- 演講: Prof. Jeremy Everard - Low Phase Noise Signal Generation utilising Oscillators, Resonators & Filters and Atomic Clocks
- 發佈單位：mtt17支會 原始連結
講題：Low Phase Noise Signal Generation utilising Oscillators, Resonators & Filters and Atomic Clocks
講者：Prof. Jeremy Everard
Jeremy Everard obtained his degrees from King’s College London and the University of Cambridge, UK in 1976 and 1983 respectively. He worked for six years in industry at GEC Marconi Research Laboratories, M/A-Com and Philips Research Laboratories on Radio and Microwave circuit design. At Philips he ran the Radio Transmitter Project Group. He became full Professor of Electronics at the University of York in September 1993. He has taught analogue IC design, optoelectronics, filter design, Electromagnetism and RF & microwave circuit design. In September 2007, he was awarded a five-year research chair in Low Phase Noise Signal Generation sponsored by BAE Systems and the Royal Academy of Engineering. In the RF/Microwave area his research interests include: The theory and design of low noise oscillators; flicker noise measurement and reduction high efficiency broadband amplifiers; high Q printed filters with low radiation loss and broadband negative group delay circuits.

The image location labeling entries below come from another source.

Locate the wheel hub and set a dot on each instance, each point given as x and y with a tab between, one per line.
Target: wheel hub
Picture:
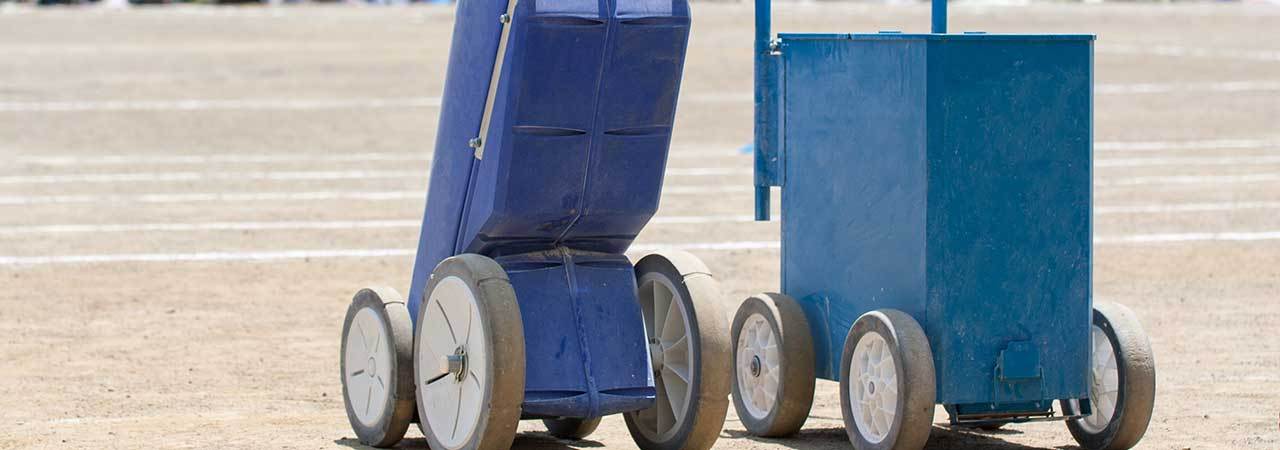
656	354
456	363
873	399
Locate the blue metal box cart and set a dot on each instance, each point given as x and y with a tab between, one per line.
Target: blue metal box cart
936	239
552	145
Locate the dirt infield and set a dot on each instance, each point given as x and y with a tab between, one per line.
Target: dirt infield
190	197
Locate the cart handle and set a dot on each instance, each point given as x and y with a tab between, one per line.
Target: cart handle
767	101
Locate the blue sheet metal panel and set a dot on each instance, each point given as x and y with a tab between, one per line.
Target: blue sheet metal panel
1009	225
466	83
854	200
585	352
574	157
529	186
580	133
636	111
950	179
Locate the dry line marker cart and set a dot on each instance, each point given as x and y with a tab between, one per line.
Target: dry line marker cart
936	239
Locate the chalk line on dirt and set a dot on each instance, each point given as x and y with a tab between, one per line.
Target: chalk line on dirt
430	101
414	224
282	175
250	256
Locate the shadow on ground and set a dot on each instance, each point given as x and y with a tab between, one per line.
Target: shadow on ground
808	439
524	441
941	437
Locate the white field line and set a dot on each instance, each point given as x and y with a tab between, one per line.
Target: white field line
293	225
214	105
1188	179
142	159
1187	161
291	196
1184	207
676	152
224	175
402	102
1188	237
151	177
1179	51
1155	146
1220	87
638	248
414	224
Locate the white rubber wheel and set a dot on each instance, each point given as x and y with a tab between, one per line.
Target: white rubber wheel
470	357
1121	382
571	428
773	364
376	367
690	352
887	382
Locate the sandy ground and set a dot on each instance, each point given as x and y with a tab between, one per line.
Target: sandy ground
242	133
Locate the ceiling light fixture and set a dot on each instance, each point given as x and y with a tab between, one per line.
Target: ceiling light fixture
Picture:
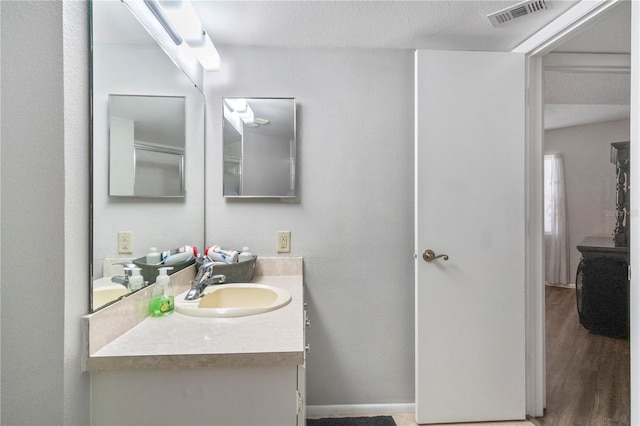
181	22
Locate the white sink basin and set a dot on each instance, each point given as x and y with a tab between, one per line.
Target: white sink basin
234	300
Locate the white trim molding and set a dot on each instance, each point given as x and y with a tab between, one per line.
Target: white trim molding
588	62
315	411
574	21
564	27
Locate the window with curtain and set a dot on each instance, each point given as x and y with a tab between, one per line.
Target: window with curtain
555	221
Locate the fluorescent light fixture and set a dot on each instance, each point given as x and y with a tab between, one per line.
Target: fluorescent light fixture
207	54
180	20
184	18
160	16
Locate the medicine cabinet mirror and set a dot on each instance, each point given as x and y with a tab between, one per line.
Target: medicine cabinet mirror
259	147
137	90
146	146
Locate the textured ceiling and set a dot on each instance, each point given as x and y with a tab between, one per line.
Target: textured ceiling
426	24
576	98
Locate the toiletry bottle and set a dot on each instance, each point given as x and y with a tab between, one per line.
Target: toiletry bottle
154	257
245	254
136	282
217	253
181	254
162	300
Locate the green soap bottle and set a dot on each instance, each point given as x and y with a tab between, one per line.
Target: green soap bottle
162	299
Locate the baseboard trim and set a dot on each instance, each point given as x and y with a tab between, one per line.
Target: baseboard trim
359	409
569	285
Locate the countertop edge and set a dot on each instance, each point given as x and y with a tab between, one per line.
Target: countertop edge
150	362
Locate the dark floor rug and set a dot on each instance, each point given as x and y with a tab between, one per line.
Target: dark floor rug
353	421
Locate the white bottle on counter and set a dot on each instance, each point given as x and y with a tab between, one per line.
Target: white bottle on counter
154	257
136	281
245	254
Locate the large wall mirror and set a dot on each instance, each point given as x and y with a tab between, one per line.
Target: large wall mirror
131	76
146	146
259	147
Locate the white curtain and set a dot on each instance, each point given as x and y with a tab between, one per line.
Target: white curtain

This talk will initially discuss the theory and design of a wide variety of oscillators offering the very best performance. Typically, this is achieved by splitting the oscillator design into its component parts and developing new amplifiers, resonators and phase shifters which offer high Q, high power handling and low thermal and transposed flicker noise. Key features of oscillators offering the lowest phase noise available will be shown, for example: a 1.25GHz DRO produces -173dBc/Hz at 10kHz offset and a noise floor of -186dB and a 10 MHz crystal oscillator shows -123dBc/Hz at 1Hz and -149 at 10Hz. New compact atomic clocks with ultra-low phase noise microwave synthesiser chains (with micro Hz resolution) will also be briefly described to demonstrate how the long-term stability can be improved. New printed resonators (and thereby filters) demonstrate Qs exceeding 540 at 5GHz on PCBs and > 80 at 21GHz on GaAs MMICs. These resonators produce near zero radiation loss and therefore require no screening. L band 3D printed resonators demonstrate high Q (> 200) by selecting the standing wave pattern to ensure zero current through the via-hole and new ultra-compact versions (4mm x 4mm) have been developed for use inside or underneath the package. Alumina based resonators demonstrating Qs >200,000 at X band have also been produced. Tuneable versions (1%) have recently been developed. The next generation of oscillators will offer orders of magnitude improvement in performance. Our current attempts to do this will be described.